Emmanuel Besnier, patron de Lactalis, a vu sa fortune personnelle évoluer de 4 milliards d'euros en 2013 à 11 milliards en 2017. Il se situe au 8e rang des plus grosses fortunes françaises et au 108e rang mondial. A ce stade les chiffres ne veulent plus rien dire, ils ne rendent pas compte de ce qui a causé cette croissance démentielle du profit de M. Besnier, multimilliardaire qui a multiplié sa fortune par 3 en quatre ans : quel niveau industriel de prédation, quelles pressions mafieuses sur ses agriculteurs intégrés ; quels sales coups concurrentiels, quelle malhonnêteté consacrée à contourner la loi, combien d'investissements en lobbying effréné pour enfin ne plus avoir à la contourner puisqu'on l'aura élaborée à sa main ; quelle construction d'un modèle économique pourri, supposent cette fortune colossale ? Nous ne pouvons que l'imaginer.

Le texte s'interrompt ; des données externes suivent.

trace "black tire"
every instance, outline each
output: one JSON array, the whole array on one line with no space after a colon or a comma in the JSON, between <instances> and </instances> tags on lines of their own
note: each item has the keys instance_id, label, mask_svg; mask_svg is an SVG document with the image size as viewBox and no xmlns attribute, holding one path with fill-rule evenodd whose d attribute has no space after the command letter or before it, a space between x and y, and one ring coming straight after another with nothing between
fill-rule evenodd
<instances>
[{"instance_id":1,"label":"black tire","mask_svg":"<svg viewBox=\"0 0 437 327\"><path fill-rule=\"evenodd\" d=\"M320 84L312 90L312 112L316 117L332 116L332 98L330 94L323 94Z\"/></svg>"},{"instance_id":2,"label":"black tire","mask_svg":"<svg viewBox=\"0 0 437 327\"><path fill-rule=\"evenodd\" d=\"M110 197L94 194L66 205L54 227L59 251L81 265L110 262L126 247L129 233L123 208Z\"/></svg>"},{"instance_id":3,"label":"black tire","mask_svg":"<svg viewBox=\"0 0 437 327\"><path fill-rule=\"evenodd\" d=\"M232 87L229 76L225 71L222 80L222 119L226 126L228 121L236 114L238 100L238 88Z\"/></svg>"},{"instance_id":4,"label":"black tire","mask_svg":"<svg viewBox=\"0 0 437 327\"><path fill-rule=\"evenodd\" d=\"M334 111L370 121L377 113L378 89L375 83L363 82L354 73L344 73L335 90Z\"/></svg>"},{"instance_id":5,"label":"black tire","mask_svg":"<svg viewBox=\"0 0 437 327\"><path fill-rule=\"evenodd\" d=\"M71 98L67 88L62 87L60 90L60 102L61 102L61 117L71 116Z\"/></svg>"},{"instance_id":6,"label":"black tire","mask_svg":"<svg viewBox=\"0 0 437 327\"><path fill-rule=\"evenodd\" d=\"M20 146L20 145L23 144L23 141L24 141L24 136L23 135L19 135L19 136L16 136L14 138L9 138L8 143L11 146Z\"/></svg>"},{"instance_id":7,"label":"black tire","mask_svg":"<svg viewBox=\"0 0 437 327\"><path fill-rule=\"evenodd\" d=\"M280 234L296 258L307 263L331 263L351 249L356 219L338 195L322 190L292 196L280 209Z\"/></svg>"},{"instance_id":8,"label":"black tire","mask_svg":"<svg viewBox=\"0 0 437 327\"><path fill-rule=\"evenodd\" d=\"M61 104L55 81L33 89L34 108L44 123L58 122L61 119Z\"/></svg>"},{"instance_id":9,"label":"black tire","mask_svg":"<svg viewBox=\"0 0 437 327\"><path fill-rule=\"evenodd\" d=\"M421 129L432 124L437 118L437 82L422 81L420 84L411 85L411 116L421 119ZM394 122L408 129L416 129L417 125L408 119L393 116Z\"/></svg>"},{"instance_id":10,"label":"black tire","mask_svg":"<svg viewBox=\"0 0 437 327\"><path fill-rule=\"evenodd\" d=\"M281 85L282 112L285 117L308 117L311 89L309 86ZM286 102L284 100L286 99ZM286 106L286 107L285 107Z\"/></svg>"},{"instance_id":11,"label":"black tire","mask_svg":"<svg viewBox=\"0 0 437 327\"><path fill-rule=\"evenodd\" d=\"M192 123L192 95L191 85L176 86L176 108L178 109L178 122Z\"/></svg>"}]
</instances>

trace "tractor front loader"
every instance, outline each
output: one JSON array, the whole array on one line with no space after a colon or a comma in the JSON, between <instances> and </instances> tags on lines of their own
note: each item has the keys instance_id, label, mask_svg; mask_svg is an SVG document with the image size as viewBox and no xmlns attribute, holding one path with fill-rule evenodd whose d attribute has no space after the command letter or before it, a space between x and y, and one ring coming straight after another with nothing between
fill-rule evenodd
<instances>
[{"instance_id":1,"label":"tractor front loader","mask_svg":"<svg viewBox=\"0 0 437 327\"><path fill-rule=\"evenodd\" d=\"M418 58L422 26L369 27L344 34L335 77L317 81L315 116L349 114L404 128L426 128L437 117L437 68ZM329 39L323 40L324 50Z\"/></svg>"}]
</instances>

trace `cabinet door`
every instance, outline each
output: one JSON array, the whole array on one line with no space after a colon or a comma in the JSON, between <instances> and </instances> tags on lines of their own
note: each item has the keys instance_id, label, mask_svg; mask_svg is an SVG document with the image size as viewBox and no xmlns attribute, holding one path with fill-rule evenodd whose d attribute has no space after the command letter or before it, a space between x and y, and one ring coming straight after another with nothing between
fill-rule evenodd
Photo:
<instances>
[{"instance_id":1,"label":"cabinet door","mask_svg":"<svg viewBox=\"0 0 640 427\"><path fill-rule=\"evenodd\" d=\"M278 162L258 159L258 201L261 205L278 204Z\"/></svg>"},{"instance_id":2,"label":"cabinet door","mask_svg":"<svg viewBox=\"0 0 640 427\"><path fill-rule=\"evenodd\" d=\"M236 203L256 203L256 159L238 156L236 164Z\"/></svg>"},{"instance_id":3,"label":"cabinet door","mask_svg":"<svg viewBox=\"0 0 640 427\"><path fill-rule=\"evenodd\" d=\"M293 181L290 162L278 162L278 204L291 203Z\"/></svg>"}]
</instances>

Et bien sûr je m'abstiendrai d'entrer dans l'affaire des laits contaminés, d'abord parce qu'on a déjà tout dit ou presque sur ce qui est connu de ce scandale (un de plus à ajouter à la liste des crimes capitalistes), ensuite parce que ça mériterait un billet entier, mais pas envie de causer de ce mec qui s'engraisse en empoisonnant les bébés, comme Beulin avait monté sa fortune à l'huile, comme une mayonnaise, en se faisant passer pour un agriculteur et en vendant une daube qui empoisonne tout le monde mais à bas bruit. Quelle armada de malfaiteurs.